I won’t forget talking about béisbol with Camilo or laughing with Sucel or riding in the front seat of our cab with Daniel who navigates the crazy Havana traffic like a pro. I still smile about playing “water games” on a wet, soapy tarp inside the church; giving the Pastor all the school supplies I could pack into my suitcase; standing in line for two hours to eat gobs of ice cream at the famous Coppelia; tearing up when we sang Amazing Grace on Sunday morning; and snapping pictures for 20 minutes as we said good-bye the last night.

I don’t know if I’ll ever go back to Cuba. I would love to visit the Pastor’s family in the future, but I have no idea if the circumstances in my life will offer the opportunity. What I DO know is that the experience of traveling to Havana will stay with me forever. And as long as people will listen, I will share my stories and the memories from deep inside my heart.



6 Responses to “De Mi Corazón”

  1. Kevin Lawrence Says:


    Thank you for sharing your experiences. You are fortunate to have gotten to go – but the people you met are also very fortunate to have had you in their lives, if briefly. it does make you think about the blessings we have here – the day-to-day things we take for granted. Thank you for the reminder.

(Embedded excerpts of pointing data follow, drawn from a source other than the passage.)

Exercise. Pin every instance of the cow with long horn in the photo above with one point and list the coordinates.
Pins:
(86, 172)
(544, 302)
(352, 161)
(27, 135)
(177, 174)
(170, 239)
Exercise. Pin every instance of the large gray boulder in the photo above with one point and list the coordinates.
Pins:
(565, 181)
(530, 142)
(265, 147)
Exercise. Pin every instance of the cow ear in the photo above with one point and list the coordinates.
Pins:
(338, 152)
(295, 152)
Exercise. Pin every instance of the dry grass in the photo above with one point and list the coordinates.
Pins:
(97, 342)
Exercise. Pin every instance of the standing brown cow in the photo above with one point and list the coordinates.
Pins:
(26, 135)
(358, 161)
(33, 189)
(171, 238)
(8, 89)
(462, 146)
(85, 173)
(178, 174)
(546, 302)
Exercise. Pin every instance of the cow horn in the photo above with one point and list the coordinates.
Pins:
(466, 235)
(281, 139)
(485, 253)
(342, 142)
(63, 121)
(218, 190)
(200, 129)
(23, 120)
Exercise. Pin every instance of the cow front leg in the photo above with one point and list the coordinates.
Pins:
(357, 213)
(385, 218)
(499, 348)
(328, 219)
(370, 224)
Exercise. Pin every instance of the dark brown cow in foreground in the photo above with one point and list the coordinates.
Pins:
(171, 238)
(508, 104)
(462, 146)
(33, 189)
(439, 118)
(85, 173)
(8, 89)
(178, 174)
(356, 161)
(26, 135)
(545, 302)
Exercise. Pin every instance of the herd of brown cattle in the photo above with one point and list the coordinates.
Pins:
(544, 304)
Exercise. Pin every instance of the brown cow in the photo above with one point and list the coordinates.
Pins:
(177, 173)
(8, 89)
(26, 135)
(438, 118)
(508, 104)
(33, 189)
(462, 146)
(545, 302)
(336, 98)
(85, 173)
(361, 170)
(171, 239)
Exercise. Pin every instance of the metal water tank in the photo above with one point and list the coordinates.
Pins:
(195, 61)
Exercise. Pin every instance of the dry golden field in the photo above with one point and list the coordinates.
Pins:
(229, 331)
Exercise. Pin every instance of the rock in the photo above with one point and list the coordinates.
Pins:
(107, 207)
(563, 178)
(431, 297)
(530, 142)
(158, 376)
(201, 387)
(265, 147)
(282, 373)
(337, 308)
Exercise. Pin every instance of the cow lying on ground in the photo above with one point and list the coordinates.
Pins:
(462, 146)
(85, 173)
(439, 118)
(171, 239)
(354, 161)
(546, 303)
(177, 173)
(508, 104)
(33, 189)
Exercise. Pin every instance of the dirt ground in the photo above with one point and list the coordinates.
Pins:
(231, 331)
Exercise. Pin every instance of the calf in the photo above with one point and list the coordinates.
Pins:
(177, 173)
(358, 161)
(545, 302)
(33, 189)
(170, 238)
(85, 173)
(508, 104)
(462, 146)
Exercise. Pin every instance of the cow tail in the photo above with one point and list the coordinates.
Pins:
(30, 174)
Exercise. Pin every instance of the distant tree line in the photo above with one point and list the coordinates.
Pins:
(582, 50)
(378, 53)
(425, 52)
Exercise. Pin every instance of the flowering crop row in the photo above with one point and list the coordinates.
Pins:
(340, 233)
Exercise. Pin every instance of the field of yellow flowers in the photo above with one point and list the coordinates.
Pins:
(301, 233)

  2. Growing up as a child in the 80s and 90s, I remember how communist countries were often villainized in movies and throughout our American culture. Anytime Communism is reminisced within our American history, one can be reminded of the cold war struggle, the missile crisis and the bay of pigs, or what transpired with the Korean and Vietnam wars. But I think what is often lost in translation is the struggle of the people under those communist regimes. It is easy to label a country as villainous and complex, but without a doubt it is unfair to lump the people struggling under such tyranny.

    I enjoyed your blog post because you do a great job of humanizing the people you met and interacted with in Cuba. Your descriptive experience allows a reader to walk in your shoes and potentially gain a glimpse of the positive elements found within the human condition. Without question it is important for us to understand the complexities that the Cuban people endure under the strict oppression they experience, as well as the hope and optimism they carry through their belief in God and value they place within their communities and culture. That is uplifting and I certainly hope that in time they will be freed from the bondage of communist oppression and will someday enjoy the benefits of democracy and practice of faith without fear of consequence.

    I commend you and your church’s efforts for being willing to do missionary work there. That says a lot about your character and I am sure the invested love and compassion you bestowed toward the Cuban children and their families will have an everlasting impact in their faith and belief in humanity outside of those Cuban borders.

    • Thank you for sharing your perspective. I appreciate the kind words about my trip and this blog post. I feel as though I barely scratched the surface about the country, the people, the experience. But I’m glad I was able to share enough that you could see and hear a little through my eyes. Sincerely, Amy

      • John Sivec Says:

        Hi Amy,you are such a joy to listen to,I can’t wait to get in my car in the morning just to hear your show! Thank you for getting personal about your experience in Cuba,you are such a Soldier of God and a lot of people can and should learn from you,God Bless You Amy!

    • I grew up in ground zero of the Cuban exiles in Miami, FL. Those who condemn Communism usually know the difference between government and those who live under it. And those in the media and elsewhere currently praising Fidel deserve to be separated from among the living. I know what Fidel did to Cubans.

  3. Jim Dykstra Says:

    What you also know is that you touched the hearts of the people you met. You were His witness in Cuba, just as you are a witness in the world of sports reporting. When I listen to you on my way to work each morning “I thank God for you”. Continued blessings on you!